The phone rang twice before she answered.
“Gabriel?” Her voice was soft, cautious, perfectly measured. “Is everything okay?”
“No,” he said bluntly. “Victoria is gone.”
There was a pause.
Too brief. Too controlled.
“Gone?” Prisca echoed, carefully. “What do you mean, gone?”
“She hasn’t come home,” he said, pacing the living room. “Her phone is off. Mary’s phone isn’t connecting. I went to her family house—it’s locked. I can’t find her anywhere.”
On the other end of the line, Prisca’s heart leapt.
Victoria was gone.
Gone.
Gone.
A rush of triumph surged through her, so strong she had to bite down hard to keep from laughing out loud. Her fingers curled tightly around her phone as she fought to keep her voice steady.
“She… she probably just needs time,” Prisca said gently. “Victoria loves you, Gabriel. You know that. She’s always been emotional.”
“I don’t know anymore,” he admitted, his voice low. “Something feels different this time.”

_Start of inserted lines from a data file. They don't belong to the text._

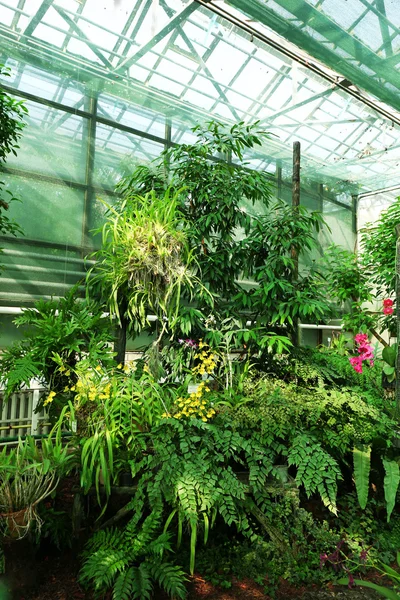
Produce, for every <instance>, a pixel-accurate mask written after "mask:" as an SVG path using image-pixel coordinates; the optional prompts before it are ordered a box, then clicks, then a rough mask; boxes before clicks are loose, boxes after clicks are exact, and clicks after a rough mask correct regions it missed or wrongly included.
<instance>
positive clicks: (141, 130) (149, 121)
mask: <svg viewBox="0 0 400 600" xmlns="http://www.w3.org/2000/svg"><path fill="white" fill-rule="evenodd" d="M98 111H99V115H100V116H104V117H106V118H107V119H110V120H111V121H115V122H116V123H121V125H127V126H128V127H132V128H133V129H138V130H139V131H144V132H146V133H151V134H152V135H156V136H158V137H160V138H164V137H165V117H164V116H163V115H160V114H159V113H158V112H153V111H151V110H147V109H146V108H143V107H140V106H134V105H132V104H130V103H128V102H125V101H123V100H120V99H118V98H116V97H112V96H108V95H105V94H101V95H100V96H99V101H98Z"/></svg>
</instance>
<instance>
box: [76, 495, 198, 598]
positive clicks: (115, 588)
mask: <svg viewBox="0 0 400 600" xmlns="http://www.w3.org/2000/svg"><path fill="white" fill-rule="evenodd" d="M131 507H132V508H133V507H135V508H136V512H135V514H134V516H133V517H132V518H131V520H130V521H129V522H128V524H127V526H126V527H125V528H124V529H121V530H118V529H109V530H105V531H98V532H97V533H95V534H94V535H93V536H92V538H91V539H90V540H89V541H88V543H87V545H86V548H85V552H84V562H83V566H82V569H81V573H80V581H81V583H83V584H91V585H92V586H93V587H94V588H95V589H96V590H98V591H102V592H104V591H106V590H107V589H109V588H112V589H113V600H131V599H134V600H149V599H150V598H151V597H152V591H153V585H154V583H157V584H158V585H159V586H160V587H162V588H163V589H165V590H166V591H167V593H168V594H169V595H171V596H173V597H177V598H184V596H185V593H186V590H185V585H184V584H185V580H186V578H185V574H184V572H183V571H182V569H181V568H180V567H178V566H176V565H174V564H172V563H171V562H168V560H165V559H163V556H164V554H165V553H167V552H170V551H171V543H170V535H169V534H168V533H166V532H162V533H160V534H159V535H157V531H158V530H159V529H160V523H161V511H160V510H159V509H157V508H155V509H154V510H153V511H151V513H150V514H148V515H147V516H145V517H144V513H143V508H144V507H143V503H142V501H141V492H140V491H138V493H137V497H135V498H134V499H133V500H132V502H131Z"/></svg>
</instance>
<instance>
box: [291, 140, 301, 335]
mask: <svg viewBox="0 0 400 600" xmlns="http://www.w3.org/2000/svg"><path fill="white" fill-rule="evenodd" d="M292 206H293V208H294V212H296V210H297V209H298V207H299V206H300V142H293V176H292ZM291 257H292V259H293V263H294V268H293V273H292V282H293V283H295V282H296V281H297V279H298V276H299V255H298V252H297V248H295V247H294V246H292V248H291ZM293 325H294V333H293V339H292V342H293V344H294V345H295V346H298V345H299V327H298V321H297V319H296V320H295V321H294V323H293Z"/></svg>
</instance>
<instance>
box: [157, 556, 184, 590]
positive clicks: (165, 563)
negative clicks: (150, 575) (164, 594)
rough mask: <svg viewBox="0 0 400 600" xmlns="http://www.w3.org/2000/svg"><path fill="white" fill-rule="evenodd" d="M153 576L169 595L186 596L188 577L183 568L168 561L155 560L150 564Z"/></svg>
mask: <svg viewBox="0 0 400 600" xmlns="http://www.w3.org/2000/svg"><path fill="white" fill-rule="evenodd" d="M150 571H151V574H152V577H153V578H154V579H155V580H156V581H157V583H158V584H159V586H160V587H161V588H163V589H164V590H165V591H166V592H167V594H168V595H169V596H172V597H176V598H185V597H186V588H185V582H186V581H187V577H186V575H185V573H184V572H183V571H182V569H181V568H180V567H178V566H176V565H173V564H171V563H168V562H164V563H163V562H153V563H152V564H151V565H150Z"/></svg>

Prisca swallowed her excitement and leaned fully into the role.
“You’re overthinking,” she soothed. “She’s sick. She’s been through a lot. She’ll come back once she calms down.”
Gabriel stopped pacing.
“I hope you’re right,” he said. “But this… this doesn’t feel like before.”

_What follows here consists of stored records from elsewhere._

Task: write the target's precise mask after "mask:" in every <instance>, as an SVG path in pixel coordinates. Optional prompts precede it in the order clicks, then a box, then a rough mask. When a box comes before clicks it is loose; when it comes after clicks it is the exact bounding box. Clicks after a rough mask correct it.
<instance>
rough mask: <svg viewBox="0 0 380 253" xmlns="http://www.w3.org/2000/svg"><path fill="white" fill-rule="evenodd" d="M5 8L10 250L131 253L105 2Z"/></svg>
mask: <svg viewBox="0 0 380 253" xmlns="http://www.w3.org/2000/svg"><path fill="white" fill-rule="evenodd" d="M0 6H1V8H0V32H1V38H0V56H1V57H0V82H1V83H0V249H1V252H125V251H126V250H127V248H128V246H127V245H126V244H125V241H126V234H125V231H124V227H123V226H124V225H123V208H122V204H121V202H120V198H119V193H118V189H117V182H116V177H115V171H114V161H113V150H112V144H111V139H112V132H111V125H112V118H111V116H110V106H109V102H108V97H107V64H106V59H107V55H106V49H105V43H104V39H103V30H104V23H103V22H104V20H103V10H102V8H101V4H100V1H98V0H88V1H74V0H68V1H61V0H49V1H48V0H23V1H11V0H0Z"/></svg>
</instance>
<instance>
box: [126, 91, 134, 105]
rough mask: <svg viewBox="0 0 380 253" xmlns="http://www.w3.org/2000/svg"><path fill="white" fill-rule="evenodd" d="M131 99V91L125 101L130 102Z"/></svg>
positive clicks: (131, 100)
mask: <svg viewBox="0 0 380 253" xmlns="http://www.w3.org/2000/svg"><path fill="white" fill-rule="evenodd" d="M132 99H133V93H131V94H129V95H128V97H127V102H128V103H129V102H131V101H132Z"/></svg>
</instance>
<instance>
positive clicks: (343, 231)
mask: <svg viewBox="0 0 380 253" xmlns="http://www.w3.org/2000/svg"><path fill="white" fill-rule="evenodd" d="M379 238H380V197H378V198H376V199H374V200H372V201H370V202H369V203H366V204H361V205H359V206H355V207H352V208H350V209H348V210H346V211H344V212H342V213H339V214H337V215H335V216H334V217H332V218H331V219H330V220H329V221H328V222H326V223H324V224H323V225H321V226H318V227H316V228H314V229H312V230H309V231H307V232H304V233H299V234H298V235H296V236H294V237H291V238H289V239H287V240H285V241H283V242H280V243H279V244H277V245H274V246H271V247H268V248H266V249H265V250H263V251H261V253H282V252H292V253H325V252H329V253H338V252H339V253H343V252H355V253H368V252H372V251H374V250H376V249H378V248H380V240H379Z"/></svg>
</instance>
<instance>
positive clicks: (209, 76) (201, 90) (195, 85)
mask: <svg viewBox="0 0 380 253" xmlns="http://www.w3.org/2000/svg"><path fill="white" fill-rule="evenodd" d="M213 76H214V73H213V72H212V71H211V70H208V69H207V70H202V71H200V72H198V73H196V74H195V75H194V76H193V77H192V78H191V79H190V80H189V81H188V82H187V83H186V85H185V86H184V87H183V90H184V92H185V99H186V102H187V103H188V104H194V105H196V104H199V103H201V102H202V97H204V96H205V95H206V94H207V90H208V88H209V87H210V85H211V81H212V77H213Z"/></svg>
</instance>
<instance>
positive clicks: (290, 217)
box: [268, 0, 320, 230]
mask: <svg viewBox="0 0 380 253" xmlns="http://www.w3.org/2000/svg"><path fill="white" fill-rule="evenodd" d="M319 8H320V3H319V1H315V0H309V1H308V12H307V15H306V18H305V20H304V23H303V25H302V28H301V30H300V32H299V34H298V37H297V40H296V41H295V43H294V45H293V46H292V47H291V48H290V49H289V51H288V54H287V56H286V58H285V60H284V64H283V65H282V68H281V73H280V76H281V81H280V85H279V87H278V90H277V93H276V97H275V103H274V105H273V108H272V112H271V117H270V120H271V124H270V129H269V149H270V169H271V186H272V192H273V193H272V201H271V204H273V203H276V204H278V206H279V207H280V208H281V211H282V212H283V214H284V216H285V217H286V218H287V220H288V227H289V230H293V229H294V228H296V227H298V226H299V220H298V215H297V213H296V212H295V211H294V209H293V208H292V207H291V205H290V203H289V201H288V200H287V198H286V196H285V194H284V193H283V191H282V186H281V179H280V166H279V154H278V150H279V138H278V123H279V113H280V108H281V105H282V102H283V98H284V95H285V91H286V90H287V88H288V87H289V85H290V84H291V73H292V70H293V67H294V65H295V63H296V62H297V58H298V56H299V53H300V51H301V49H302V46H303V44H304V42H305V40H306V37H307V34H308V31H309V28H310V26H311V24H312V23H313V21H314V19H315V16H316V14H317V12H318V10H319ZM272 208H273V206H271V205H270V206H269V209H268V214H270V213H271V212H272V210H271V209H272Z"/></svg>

After he hung up, Prisca stared at her phone.
Then she laughed.
A soft laugh at first. Then louder. Freer.
Her shoulders shook as exhilaration flooded her veins.
So it had worked.
The messages. The photos. The truth she had finally shoved in Victoria’s face without mercy.
Prisca remembered the moment clearly—how her fingers had hovered over the send button, how she had smiled as she pressed it.
Gabriel loves us.
You’re the obstacle.
You don’t belong here.
She had wanted Victoria to get hurt. To break. And to leave.
And she had.
Prisca poured herself a glass of wine and raised it in the air.
“To finally winning,” she murmured.
Back in the empty house, Gabriel stood in the middle of the living room, phone dangling uselessly in his hand.
For the first time since Victoria had disappeared, a terrifying thought crossed his mind.
What if she wasn’t coming back?
He looked around at the life she had quietly dismantled—piece by piece—before he even realized it was happening.
And somewhere far away, Victoria was already gone, carrying secrets he had yet to uncover.